I have been actively buying and selling in the portfolio last week, and informing subscribers of new investment ideas has kept me away from the blog more than usual. But a chart I follow caught my attention this weekend and I think it could help investors determine the next move in the global oil price.
I keep waiting for the 3 year chart on Exxon Mobil (XOM-NYSE) to break out or break down. I have been following it since I started my blog earlier this year. I noticed that oil bad become the market’s favourite derivative on the overall market, and I think that continues today. At times, the market moves the global oil price; at other times oil moves the market. Their relationship changes, but investors are definitely linking them.
And if equities lead commodity pricing, then should be XOM one of the bellwether stocks that investors should follow. However, it has NOT benefited from the run up in the NYSE this year. In fact, it has been strangely silent on forecasting market direction or oil price direction for the last six months. But its 3 year chart tells me that is about to change.
I am not a specialist chart reader. But when long term wedges come to a head like this, it presages a big move one way or the other.
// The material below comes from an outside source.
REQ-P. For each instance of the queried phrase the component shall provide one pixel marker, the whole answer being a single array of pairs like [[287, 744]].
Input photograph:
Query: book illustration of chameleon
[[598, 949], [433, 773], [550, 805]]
I see a couple bullish signs from this chart
- For the most part, the up moves had bigger volume than the down moves.
- This type of chart is called a wedge or pennant formation, which are normally “continuation” patterns – they are just pauses in the dominant trend. However, the longer a chart consolidates in its wedge or pennant, the more likely it is to be a trend reversal, and not a continuation. This Exxon chart has consolidated a long time, but is it long enough?
- The five year chart actually looks like a bullish declining wedge chart.